Over the years, Fayetteville has had an abundance of fresh, usable water. We are truly blessed to have the Cape Fear River basin in our backyard. However, like the rest of the world, the demand for fresh water has never been higher, and that demand will continue to grow.
Historically, cities have flourished being near an abundant amount fresh water. Yet we do little, if any, long-range planning for our river and/or our ground water. We have also put enormous pressures on our water supply. We have not looked at our water as it is; we have not utilized it to its fullest potential and we CERTAINLY have not placed any buffers (nor have we done any long-range planning) to protect or to ensure we have both the quality and quantity of water for future demand.
The interbasin transfer of the Cape Fear System has resumed, and alarmingly, is growing. This flies in the face of common sense. Why and how does an upstream city get to take and use water from one basin, then replace it in another basin, i.e., the Neuse River basin? It is illogical, unless the increased capacity allows them to take more from the Neuse River, getting double use of the same water at the expense of those downstream.
What does it matter? We have “water – water everywhere,” as the poem goes. But like the poem also says, we soon may have “nary a drop to drink,” or “nary a drop” to use. This would be a tragedy, as water is essential to life, essential to growth, and is the life’s blood and identity of a community. It does not take a crystal ball to see the conclusion of unrestricted interbasin transfer.
1. As Wake county grows, so grows the demand for more water. A basin has finite capacity. When an upstream user takes from that capacity and doesn’t replace it, the downstream users have less to use. This affects the ability of those downstream to grow, it detracts from economic recruitment – hence, a smaller pool of high-paying jobs.
2. A smaller capacity creates more pressure on ground water and on existing capacity, which makes treatment of water impossible.
3. It takes more water to treat water.
Interbasin transfer is just part of problem. Run-off, ground water contamination and failure to buffer our rivers are costing us daily in terms of unavailable, unusable water. It is estimated by 2030, half to two-thirds of our water will be unusable. If this is the case, we can only blame ourselves because we need to respect the laws we pass.
1. We continued to build neighborhoods with septic tanks and inadequate storm water run-off. They affect our ground water, which goes into our river.
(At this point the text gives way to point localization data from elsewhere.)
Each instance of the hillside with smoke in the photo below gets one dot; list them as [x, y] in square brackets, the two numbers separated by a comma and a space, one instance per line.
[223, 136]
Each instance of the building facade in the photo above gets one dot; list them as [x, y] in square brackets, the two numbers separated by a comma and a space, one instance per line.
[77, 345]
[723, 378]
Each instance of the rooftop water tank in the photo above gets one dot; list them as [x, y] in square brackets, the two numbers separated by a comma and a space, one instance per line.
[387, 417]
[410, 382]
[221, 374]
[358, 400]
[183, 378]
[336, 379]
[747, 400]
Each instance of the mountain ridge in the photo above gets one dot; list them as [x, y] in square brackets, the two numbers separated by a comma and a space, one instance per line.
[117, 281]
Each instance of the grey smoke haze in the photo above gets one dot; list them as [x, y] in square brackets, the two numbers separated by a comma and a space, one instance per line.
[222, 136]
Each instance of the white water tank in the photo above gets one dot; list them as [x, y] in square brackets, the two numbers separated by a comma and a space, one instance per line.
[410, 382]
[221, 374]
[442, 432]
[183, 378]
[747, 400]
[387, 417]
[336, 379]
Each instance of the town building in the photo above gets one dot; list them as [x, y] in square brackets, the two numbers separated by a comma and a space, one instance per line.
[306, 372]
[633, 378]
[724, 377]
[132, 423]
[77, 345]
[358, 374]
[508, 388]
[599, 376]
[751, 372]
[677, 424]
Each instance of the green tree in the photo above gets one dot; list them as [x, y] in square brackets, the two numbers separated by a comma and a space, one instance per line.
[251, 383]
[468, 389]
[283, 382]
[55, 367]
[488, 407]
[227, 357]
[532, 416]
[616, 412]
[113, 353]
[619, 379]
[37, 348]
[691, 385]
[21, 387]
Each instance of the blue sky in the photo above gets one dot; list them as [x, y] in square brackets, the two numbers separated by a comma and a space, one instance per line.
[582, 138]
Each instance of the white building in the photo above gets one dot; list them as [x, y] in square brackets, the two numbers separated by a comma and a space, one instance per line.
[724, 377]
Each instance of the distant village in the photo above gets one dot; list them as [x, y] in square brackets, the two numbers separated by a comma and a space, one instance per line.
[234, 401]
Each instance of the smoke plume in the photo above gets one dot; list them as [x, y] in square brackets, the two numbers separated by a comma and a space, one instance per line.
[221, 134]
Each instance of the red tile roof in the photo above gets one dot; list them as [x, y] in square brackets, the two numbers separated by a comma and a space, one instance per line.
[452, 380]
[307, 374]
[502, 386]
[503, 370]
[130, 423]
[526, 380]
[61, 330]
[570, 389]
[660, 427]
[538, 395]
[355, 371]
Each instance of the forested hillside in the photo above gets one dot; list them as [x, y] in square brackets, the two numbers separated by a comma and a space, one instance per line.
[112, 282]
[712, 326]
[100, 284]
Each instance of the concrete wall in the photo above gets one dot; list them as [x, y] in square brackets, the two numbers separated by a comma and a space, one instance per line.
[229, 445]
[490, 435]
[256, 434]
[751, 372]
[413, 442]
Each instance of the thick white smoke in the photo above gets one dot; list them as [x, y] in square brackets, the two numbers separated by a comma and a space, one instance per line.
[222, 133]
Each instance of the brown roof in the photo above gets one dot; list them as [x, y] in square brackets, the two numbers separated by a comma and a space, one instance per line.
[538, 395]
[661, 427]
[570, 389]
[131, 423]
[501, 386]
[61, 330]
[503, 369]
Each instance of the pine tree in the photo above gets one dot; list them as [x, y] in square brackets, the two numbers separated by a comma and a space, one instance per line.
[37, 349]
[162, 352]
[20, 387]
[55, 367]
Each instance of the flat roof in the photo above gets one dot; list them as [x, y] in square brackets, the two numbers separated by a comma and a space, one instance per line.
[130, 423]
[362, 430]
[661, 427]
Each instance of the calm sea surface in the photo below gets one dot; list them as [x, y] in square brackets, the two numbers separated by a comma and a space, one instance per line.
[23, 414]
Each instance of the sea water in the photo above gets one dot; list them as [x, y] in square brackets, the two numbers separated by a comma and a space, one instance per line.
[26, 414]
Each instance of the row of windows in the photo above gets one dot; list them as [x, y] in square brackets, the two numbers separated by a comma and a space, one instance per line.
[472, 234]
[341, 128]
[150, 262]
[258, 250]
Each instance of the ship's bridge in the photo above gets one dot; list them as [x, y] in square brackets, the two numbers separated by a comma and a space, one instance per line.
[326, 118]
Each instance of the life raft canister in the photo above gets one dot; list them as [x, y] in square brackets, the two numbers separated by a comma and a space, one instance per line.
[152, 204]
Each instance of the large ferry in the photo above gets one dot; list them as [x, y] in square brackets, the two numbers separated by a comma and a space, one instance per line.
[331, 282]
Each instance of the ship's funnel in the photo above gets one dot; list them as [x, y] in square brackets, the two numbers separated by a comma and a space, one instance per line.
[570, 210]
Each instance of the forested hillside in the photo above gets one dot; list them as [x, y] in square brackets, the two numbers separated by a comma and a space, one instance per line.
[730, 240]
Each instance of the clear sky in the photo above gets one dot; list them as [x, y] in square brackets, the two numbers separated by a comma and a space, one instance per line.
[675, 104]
2. The failure to buffer and plan for the use of our water fails to protect this resource and show we don’t fully understand just how valuable our water is. It is a finite resource.
3. Our quality of life and ability to survive depends on our water supply. Yet we continue to take it for granted.
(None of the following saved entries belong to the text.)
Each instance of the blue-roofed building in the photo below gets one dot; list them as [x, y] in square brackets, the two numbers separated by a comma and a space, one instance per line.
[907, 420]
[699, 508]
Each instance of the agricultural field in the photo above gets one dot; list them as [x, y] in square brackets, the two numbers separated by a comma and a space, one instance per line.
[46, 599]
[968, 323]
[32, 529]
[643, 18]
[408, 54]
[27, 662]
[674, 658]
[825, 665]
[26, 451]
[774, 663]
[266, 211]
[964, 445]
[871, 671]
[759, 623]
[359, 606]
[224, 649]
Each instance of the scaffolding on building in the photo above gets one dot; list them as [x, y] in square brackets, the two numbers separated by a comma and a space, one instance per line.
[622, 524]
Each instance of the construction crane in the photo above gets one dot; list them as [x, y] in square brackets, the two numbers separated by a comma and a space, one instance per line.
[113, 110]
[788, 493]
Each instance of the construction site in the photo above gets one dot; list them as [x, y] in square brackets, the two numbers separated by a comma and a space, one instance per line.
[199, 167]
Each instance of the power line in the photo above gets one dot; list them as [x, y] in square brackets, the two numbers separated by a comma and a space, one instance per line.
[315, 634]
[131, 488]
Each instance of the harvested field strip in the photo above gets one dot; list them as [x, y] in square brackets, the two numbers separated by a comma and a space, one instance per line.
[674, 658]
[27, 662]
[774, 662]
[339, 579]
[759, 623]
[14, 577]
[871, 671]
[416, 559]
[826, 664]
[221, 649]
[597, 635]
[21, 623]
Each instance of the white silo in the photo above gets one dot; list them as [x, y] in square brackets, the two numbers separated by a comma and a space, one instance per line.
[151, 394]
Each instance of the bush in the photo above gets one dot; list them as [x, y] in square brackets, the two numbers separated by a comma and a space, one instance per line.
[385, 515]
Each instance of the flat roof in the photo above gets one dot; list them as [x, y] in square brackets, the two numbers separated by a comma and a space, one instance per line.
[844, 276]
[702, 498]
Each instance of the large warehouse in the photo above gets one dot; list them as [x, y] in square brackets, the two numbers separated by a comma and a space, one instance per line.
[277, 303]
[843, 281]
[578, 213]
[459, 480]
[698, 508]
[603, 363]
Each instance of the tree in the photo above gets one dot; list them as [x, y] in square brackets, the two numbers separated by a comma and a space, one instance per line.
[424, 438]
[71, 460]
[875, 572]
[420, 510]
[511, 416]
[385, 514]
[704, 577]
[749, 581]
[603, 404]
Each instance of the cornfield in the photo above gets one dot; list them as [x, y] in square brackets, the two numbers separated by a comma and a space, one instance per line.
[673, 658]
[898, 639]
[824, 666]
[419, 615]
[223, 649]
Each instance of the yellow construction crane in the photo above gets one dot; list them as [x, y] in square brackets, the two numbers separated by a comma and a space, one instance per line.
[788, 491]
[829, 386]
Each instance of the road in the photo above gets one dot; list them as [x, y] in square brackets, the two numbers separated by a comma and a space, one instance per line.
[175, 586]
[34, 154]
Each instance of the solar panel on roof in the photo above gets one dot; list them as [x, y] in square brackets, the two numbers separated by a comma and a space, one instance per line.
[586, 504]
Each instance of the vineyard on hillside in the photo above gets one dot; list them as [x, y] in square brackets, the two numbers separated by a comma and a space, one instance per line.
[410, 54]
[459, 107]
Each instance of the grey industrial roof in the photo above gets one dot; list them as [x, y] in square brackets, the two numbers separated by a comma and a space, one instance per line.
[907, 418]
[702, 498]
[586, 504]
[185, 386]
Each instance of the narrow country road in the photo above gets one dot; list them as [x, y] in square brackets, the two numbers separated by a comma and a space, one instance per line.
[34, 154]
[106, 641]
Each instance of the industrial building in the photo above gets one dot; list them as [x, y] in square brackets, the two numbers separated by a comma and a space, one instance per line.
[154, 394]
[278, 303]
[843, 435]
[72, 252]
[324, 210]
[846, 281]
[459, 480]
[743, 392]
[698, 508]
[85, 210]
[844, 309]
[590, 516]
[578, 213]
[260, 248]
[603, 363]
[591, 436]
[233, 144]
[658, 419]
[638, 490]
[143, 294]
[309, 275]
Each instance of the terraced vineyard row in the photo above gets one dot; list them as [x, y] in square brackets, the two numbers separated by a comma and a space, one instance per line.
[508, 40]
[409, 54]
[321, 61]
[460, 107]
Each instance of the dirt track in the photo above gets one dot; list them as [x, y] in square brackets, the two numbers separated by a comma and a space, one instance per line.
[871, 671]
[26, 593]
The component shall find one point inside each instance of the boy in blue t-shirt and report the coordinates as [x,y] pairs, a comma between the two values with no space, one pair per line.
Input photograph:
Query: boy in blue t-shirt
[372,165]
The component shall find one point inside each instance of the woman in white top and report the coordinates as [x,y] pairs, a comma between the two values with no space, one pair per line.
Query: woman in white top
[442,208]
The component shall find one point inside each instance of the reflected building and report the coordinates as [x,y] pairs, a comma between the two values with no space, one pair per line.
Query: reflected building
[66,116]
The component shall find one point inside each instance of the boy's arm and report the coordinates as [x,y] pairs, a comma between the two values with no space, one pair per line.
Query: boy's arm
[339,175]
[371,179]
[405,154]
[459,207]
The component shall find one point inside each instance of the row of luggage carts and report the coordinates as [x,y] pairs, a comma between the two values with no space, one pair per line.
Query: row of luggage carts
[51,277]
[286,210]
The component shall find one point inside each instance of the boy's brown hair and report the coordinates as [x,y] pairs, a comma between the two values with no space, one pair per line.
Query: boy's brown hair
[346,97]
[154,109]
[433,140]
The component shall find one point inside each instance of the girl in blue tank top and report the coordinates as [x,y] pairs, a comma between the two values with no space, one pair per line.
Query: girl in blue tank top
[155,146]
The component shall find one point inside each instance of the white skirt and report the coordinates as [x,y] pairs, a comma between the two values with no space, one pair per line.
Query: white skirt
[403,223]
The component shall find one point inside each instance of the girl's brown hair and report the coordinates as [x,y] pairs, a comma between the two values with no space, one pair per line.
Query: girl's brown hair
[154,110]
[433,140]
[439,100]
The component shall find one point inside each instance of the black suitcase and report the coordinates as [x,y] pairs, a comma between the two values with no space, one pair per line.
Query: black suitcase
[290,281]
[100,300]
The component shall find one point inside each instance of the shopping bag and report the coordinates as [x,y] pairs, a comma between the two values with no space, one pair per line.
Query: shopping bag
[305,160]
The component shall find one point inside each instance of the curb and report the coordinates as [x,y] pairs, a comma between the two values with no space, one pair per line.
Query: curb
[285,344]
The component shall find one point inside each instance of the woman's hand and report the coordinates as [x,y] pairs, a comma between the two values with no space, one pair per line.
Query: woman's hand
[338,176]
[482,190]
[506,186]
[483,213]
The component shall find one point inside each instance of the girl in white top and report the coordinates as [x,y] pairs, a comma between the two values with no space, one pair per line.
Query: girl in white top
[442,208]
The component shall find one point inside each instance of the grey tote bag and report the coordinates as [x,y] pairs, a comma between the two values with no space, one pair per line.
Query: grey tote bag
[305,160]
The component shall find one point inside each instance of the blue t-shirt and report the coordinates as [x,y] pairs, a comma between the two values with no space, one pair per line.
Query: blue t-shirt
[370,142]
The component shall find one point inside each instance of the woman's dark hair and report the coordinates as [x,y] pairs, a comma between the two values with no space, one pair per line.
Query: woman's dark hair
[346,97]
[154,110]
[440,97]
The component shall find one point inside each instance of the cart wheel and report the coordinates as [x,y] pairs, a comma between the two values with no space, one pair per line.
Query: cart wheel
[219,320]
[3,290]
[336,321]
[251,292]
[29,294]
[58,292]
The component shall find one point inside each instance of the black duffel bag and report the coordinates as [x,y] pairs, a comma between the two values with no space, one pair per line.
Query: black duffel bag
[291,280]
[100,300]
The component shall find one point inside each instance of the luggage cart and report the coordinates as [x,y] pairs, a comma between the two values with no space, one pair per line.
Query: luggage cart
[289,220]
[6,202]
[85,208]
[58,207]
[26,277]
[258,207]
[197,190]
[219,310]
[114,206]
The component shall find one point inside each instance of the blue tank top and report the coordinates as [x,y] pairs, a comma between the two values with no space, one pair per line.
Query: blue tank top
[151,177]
4. Fayetteville is the only city on a major river which, heretofore, did not have a major magnet center fully utilizing its river’s natural beauty.
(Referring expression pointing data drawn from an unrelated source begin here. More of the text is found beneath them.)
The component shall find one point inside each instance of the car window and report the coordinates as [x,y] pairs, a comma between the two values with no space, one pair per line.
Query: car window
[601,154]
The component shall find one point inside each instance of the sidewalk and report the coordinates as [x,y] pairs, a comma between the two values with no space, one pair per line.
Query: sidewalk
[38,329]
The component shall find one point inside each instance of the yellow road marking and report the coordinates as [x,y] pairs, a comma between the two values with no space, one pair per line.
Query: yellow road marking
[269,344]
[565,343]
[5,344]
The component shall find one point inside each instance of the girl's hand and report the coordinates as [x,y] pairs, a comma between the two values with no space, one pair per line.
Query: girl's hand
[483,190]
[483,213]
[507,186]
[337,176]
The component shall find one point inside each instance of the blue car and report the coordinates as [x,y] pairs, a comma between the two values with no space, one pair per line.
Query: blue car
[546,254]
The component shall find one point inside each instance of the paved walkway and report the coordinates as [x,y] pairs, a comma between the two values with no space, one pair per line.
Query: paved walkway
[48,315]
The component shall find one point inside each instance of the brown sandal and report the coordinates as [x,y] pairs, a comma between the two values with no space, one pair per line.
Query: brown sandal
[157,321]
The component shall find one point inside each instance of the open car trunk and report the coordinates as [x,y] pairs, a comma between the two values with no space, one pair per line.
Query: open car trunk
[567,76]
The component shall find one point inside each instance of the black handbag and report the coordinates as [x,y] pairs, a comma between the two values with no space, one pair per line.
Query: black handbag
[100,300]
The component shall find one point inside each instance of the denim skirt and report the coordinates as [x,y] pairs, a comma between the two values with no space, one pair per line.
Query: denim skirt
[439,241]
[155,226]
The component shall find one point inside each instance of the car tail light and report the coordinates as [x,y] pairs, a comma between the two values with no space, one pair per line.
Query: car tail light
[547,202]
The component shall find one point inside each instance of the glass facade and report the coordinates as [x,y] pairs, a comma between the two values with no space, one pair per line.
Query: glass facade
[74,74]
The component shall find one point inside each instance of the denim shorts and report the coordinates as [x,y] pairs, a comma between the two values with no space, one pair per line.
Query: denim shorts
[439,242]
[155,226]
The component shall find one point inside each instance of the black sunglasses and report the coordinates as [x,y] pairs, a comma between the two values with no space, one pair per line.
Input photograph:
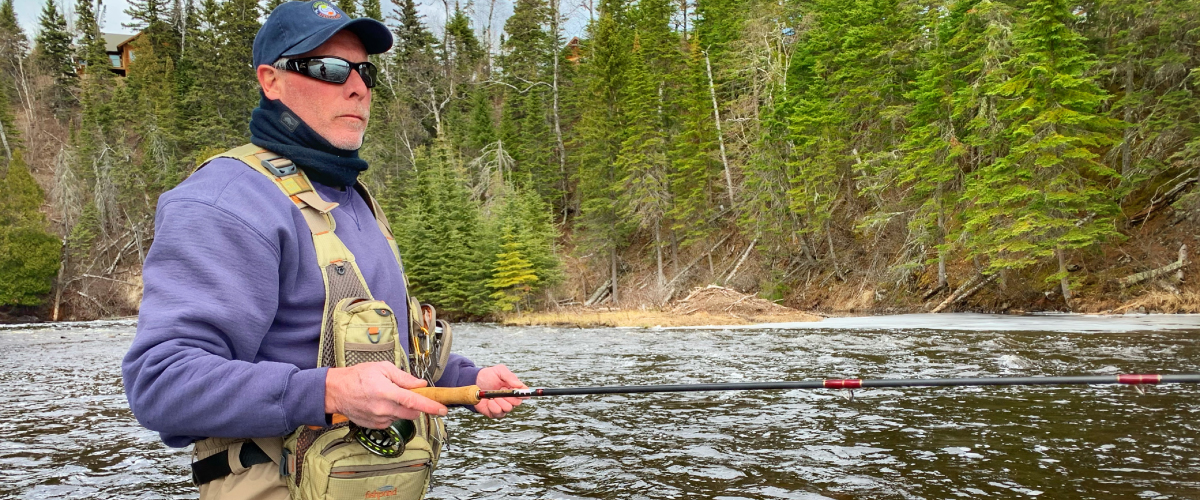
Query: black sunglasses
[334,70]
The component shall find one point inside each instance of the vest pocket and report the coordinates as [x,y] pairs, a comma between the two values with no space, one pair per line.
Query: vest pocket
[385,482]
[365,331]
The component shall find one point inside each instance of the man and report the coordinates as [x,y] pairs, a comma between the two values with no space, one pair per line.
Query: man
[227,343]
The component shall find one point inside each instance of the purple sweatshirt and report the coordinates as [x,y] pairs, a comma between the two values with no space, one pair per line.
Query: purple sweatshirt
[231,314]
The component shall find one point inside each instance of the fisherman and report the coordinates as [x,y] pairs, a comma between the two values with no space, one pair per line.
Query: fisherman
[235,314]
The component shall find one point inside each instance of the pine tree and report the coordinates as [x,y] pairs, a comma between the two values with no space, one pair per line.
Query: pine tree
[695,175]
[1050,194]
[349,6]
[372,10]
[525,118]
[13,47]
[29,255]
[54,55]
[447,257]
[604,206]
[513,276]
[90,44]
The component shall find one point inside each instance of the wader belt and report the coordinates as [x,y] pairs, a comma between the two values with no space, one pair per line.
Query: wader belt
[217,465]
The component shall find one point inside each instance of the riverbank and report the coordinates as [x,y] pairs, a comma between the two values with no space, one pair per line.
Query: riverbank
[587,318]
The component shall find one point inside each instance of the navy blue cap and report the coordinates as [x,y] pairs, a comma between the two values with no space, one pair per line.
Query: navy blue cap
[298,26]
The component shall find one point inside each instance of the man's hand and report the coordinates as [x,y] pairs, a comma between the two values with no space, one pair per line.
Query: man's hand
[375,395]
[496,378]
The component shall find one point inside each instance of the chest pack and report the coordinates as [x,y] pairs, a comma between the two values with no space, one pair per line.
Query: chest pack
[345,461]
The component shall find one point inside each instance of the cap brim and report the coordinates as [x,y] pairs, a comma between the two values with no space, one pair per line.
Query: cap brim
[375,36]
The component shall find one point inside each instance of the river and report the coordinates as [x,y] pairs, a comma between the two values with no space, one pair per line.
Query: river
[69,433]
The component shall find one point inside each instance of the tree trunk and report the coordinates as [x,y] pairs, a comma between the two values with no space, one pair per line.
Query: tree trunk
[720,136]
[612,257]
[742,260]
[558,128]
[1062,271]
[658,252]
[1126,154]
[4,138]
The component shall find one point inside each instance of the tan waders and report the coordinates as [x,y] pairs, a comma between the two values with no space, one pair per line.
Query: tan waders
[341,461]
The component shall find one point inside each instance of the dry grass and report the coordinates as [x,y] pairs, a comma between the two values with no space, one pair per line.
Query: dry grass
[1164,302]
[637,318]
Finally, Fayetteville has a river overlay zone whose purpose was/is to attract people downtown and utilize the river. Every city that has done this has flourished — Chattanooga, Tennessee, Elizabeth City, New Bern, Wilmington, San Antonio to name a few. In doing so, they grew their tax base, created jobs, improved quality of life and made the river what it ought to be: priceless.
However, lawmakers, whose priority is to put loyalty to contributors over citizens served, have failed our river and its economic generator before it started. Water is not only essential to life, it is essential to growth, quality of life and is the life blood of a community. We must stop interbasin transfer, protect and buffer our basin abd use common sense by re-using our water wisely. Laws must be respected to matter. Ironically, we have laws in place to restrict interbasin transfer and run- off. We even have a river park zoned overlay. Yet, when laws and regulations are ignored, they are no longer laws, they’re just words.